Podestá’s monologue goes on by enumerating the hits he sang with different orchestras:

«With Caló, in different periods: “Percal”, “Bajo un cielo de estrellas”; with Di Sarli, “Al compás del corazón (Late un corazón)”, “Nada”, “La capilla blanca”.

«Pedro Laurenz meant another stage in my career. With that great man and excellent musician, leader and composer I recorded for the first time: “Alma de bohemio”, “Garúa”, “Recién”, “Paisaje”...

«With Francini-Pontier, “Margo”, “Qué me van a hablar de amor”, “El milagro”, the waltz by Francini and Sanguinetti, “El hijo triste” —dueting with another great friend: Julio Sosa—, “Calesita de mi barrio”, “La cumparsita (Si supieras)”, “Sin palabras”; with Enrique Francini: “Bailemos”, “Fueron tres años”, “Un tango para el recuerdo”. With Armando Pontier in 1963 I premiered the last boom for our tango music: “Qué falta que me hacés”. Also “Pecado”, “Es nuestra despedida”, among many others.

«Furthermore I recorded in Colombia with Cristóbal Ramos, Ramón Ozán and Joaquín Mora, who played as bandoneonist and not as pianist.

«In Venezuela with Los Caballeros del Tango. In Uruguay with El Potrillo César Zagnoli. As well I performed in Chile with Lucho Ibarra. As soloist in our milieu with Juan José Paz, Leopoldo Federico, Alberto Di Paulo, Luis Stazo, Jorge Dragone, Ernesto Rossi (Tití) and Roberto Grela and his guitars.

«I met Enrique Francini and Armando Pontier when we were kids. We witnessed a lot of things together, there were many stories among the three of us. I'll tell you two to clearly show the friendship we shared. On a Sunday Maderna and Caló had an argument, they almost came to blows. Out of that quarrel two orchestras were born, since Maderna decided to split and put together his own. Armando and Enrique had in mind to split with Miguel in December or, at the most, after the carnival balls the following year. But because of that they also told Miguel they were leaving, and that he would have to put together an orchestra with new pieces. Caló's behavior was completely different since he congratulated them and told them that they could count on him for anything they would need, money or else, for their new orchestra. That evidenced Enrique's and Armando's goodness since they made easier what would have been a problem for Caló.
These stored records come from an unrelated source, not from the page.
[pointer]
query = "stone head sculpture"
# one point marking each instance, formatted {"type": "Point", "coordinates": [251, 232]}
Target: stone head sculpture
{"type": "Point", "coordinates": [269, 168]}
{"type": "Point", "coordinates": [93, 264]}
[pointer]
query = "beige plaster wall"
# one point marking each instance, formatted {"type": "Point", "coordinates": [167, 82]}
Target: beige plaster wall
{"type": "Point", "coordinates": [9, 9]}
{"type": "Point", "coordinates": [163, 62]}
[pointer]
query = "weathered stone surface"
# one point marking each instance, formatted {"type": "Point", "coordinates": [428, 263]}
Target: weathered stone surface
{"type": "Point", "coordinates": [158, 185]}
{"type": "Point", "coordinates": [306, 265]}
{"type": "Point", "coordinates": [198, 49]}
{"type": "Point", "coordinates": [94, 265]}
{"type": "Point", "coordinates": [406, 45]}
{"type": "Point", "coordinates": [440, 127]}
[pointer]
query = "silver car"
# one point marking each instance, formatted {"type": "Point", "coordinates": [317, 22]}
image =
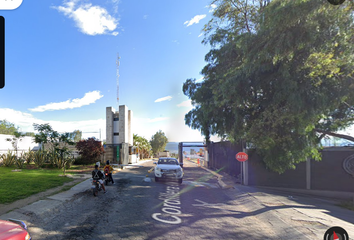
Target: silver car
{"type": "Point", "coordinates": [168, 168]}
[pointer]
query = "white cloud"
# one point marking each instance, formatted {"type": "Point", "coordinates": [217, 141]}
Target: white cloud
{"type": "Point", "coordinates": [200, 79]}
{"type": "Point", "coordinates": [24, 121]}
{"type": "Point", "coordinates": [187, 103]}
{"type": "Point", "coordinates": [194, 20]}
{"type": "Point", "coordinates": [212, 7]}
{"type": "Point", "coordinates": [168, 98]}
{"type": "Point", "coordinates": [91, 20]}
{"type": "Point", "coordinates": [90, 97]}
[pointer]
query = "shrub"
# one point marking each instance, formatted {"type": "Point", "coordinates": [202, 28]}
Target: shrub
{"type": "Point", "coordinates": [20, 162]}
{"type": "Point", "coordinates": [90, 149]}
{"type": "Point", "coordinates": [29, 156]}
{"type": "Point", "coordinates": [84, 161]}
{"type": "Point", "coordinates": [69, 163]}
{"type": "Point", "coordinates": [8, 159]}
{"type": "Point", "coordinates": [39, 158]}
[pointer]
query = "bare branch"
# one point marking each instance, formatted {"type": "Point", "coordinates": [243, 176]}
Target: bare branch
{"type": "Point", "coordinates": [347, 137]}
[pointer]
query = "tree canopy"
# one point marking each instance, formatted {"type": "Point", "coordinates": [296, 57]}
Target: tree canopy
{"type": "Point", "coordinates": [279, 75]}
{"type": "Point", "coordinates": [158, 142]}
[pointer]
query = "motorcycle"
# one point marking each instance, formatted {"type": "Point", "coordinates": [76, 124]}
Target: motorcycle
{"type": "Point", "coordinates": [96, 187]}
{"type": "Point", "coordinates": [107, 177]}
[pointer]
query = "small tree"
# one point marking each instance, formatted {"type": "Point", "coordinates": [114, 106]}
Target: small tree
{"type": "Point", "coordinates": [158, 142]}
{"type": "Point", "coordinates": [90, 149]}
{"type": "Point", "coordinates": [143, 145]}
{"type": "Point", "coordinates": [7, 127]}
{"type": "Point", "coordinates": [17, 136]}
«After they split with Caló they devoted themselves to put together their new orchestra. On a rainy Monday in May 1945, they came to my place located on Concepción Arenal Street. They greeted my mom, and "Gordo Francini" asked her if there were biscuits. It was to make the situation easier. They started to talk; Armando did it with the aplomb and the tact usual in him. They told me they had decided to put together their orchestra and that I was going to be their vocalist. What could I say? We embraced each other, and we wished each other good luck. Two or three days later, during a rehearsal I came to know that the bandoneon section was comprised of Juan Salomone, Nicolás Parasino and Ángel Domínguez. The violins were Mario Lalli —who later switched to viola—, Aquiles Aguilar and José Amatrain; Rafael del Bagno was the double bassist and Juan José Paz, the pianist. See what a good friendship we had, I earned a lot of money going with them but at that time friendship and a man's word were much important than a signature.
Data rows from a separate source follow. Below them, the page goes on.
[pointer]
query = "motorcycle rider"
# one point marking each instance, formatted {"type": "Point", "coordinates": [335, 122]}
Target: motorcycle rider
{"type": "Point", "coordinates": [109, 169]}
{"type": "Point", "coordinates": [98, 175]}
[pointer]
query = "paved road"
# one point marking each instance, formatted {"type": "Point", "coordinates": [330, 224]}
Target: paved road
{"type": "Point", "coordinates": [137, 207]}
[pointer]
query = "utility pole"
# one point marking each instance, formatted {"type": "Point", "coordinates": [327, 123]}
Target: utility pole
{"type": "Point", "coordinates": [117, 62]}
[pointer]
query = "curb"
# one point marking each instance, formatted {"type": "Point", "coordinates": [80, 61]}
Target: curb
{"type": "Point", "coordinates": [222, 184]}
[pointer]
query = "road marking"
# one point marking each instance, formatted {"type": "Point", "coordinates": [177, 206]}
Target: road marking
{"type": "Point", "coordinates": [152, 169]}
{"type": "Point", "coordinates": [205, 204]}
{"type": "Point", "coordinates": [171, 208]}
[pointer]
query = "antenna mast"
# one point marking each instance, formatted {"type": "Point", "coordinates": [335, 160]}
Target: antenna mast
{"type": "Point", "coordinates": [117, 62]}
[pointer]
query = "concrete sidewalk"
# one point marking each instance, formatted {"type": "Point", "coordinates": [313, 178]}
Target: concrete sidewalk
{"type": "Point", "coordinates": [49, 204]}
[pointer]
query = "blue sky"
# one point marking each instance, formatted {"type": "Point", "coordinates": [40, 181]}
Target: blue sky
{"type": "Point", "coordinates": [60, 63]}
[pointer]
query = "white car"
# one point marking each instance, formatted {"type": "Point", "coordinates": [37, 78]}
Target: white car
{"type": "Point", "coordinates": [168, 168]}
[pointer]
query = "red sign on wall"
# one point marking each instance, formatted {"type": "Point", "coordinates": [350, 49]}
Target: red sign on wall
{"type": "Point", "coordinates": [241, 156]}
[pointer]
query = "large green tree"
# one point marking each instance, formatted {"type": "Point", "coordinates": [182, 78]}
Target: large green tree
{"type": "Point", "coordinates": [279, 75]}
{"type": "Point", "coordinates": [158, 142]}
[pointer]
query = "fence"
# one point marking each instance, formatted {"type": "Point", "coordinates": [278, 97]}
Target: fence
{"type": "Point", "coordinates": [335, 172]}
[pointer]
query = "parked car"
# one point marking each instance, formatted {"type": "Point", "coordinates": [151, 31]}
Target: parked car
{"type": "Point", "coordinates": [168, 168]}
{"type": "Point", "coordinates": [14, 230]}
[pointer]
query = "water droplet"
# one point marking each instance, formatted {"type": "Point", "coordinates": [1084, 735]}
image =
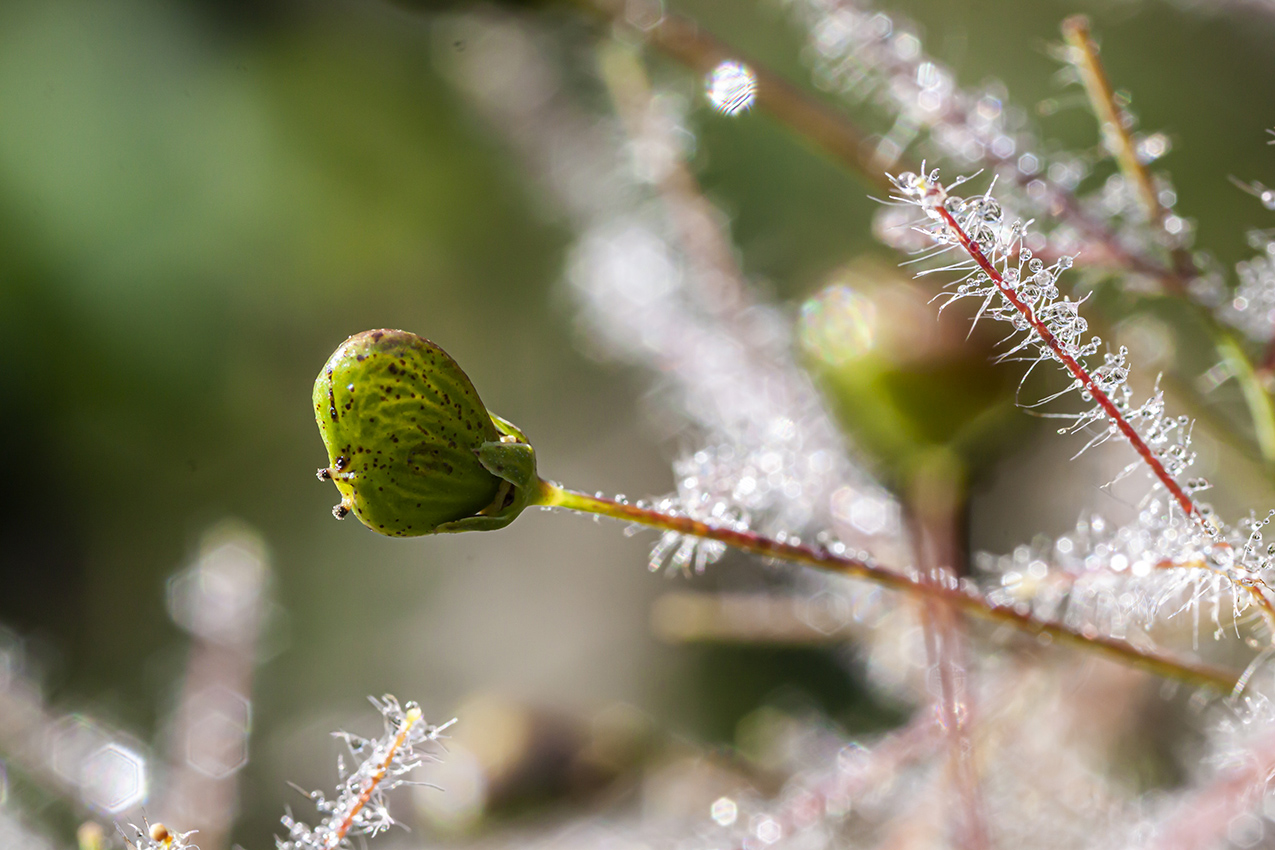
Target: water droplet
{"type": "Point", "coordinates": [732, 88]}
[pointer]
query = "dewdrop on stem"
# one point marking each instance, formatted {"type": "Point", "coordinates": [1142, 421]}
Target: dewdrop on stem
{"type": "Point", "coordinates": [732, 88]}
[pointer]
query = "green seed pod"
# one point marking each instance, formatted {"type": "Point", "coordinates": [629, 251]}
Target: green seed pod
{"type": "Point", "coordinates": [411, 446]}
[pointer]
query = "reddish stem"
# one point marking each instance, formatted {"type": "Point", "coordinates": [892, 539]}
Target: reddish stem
{"type": "Point", "coordinates": [413, 716]}
{"type": "Point", "coordinates": [820, 558]}
{"type": "Point", "coordinates": [1072, 365]}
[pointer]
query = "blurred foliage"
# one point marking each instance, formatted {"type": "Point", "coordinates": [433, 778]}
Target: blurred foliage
{"type": "Point", "coordinates": [199, 201]}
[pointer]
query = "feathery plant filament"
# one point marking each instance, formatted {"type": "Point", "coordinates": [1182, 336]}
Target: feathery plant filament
{"type": "Point", "coordinates": [1056, 330]}
{"type": "Point", "coordinates": [361, 806]}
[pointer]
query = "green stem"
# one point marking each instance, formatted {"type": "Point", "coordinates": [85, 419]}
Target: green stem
{"type": "Point", "coordinates": [1256, 396]}
{"type": "Point", "coordinates": [551, 495]}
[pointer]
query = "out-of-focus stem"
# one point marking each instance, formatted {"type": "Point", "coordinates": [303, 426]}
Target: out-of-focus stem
{"type": "Point", "coordinates": [1111, 116]}
{"type": "Point", "coordinates": [936, 492]}
{"type": "Point", "coordinates": [1084, 56]}
{"type": "Point", "coordinates": [555, 496]}
{"type": "Point", "coordinates": [682, 40]}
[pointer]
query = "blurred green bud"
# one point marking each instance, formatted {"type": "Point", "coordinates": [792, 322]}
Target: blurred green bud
{"type": "Point", "coordinates": [411, 446]}
{"type": "Point", "coordinates": [903, 382]}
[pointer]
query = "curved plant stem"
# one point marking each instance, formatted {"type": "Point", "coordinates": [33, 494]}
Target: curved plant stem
{"type": "Point", "coordinates": [1081, 374]}
{"type": "Point", "coordinates": [1071, 365]}
{"type": "Point", "coordinates": [555, 496]}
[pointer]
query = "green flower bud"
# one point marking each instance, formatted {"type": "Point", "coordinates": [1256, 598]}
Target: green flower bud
{"type": "Point", "coordinates": [411, 446]}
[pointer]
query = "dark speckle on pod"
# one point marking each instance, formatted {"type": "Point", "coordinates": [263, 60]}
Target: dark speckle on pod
{"type": "Point", "coordinates": [403, 454]}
«One of the greatest characters I met in the world of tango was Pedro Laurenz. He was a high-life man. We can say that he was one of the most elegant orchestra leaders at that time. When he summoned me up to sing with him, after we came to an agreement, I asked where the orchestra members had their clothes made. When they told me it was at Spiro y Demetrio I almost fainted, it was one of the most expensive tailoring shops in Buenos Aires. With Laurenz, you had to bear all the clothes in the same color: Shirts, stockings, ties and handkerchiefs. I spent a wonderful time with him and with him, the audience identified me with the number “Alma de bohemio”, that still today is my trademark song.

Fate did not allow me to sing with Troilo: «In 1947 while I was vocalist for Francini-Pontier, Troilo came to see me, and he asked me, like in all those situations, to be discreet because we are «friends» of the boys Francini and Pontier and he told me if I would like to sing in his orchestra. As Alberto Marino had split I had to replace him. He talked to Enrique and Armando. They didn't like it, but they did not want to hamper my career. Everything was already arranged. But Di Sarli wanted to hire me for a month in Montevideo. With him Jorge Durán was singing. But there they asked him Podestá as reinforcement. I commented this to Pichuco and he told me: «Gordurita —so he called me— do it».

«When I came back I found that the singer was Rivero! I would have died. As they did not tell me anything I asked nothing. Later with the passing of time, in 1955, I was singing in Chile to great acclaim. Somebody phoned me at my apartment. It was Pichuco himself. He asked me to go down to Buenos Aires, because Raúl Berón was about to quit and I was his choice of singer. By that time Francini and Pontier split as well. Julio Sosa and Armando, with different percentages, were partners and I had to be the other singer.

«I told them why I was in Buenos Aires. Armando reminded me what had happened, and that they had in mind with Julio what tangos we were going to sing and the songs in duo we were going to perform. I told them I would not. But once again a «black hand»! I neither sang with Troilo, nor did I reunite with my friends Sosa and Pontier. Fats Francini knew of it and made me join his orchestra. But the story is that a «black hand» prevented me from joining the Troilo Orchestra. With him we were close friends all our lifetime. I never asked him what had happened. He kept that secret until the day he died, I think he only knew about that.»

At this time of the chat he stopped, called Carlitos, Tío Felipe's son, and did not allow us to pay. I am left alone at the table with a friend, witness to the talk. We looked at each other, I ordered two coffees and said to him: «Did you realize it? With all he said and the things he lived, can't a book about the history of the forties be written? But who can tell it better than he did?»

Excerpted from "Cuadernos de difusión del Tango", Nº 23, directed and published by Salvador Arancio.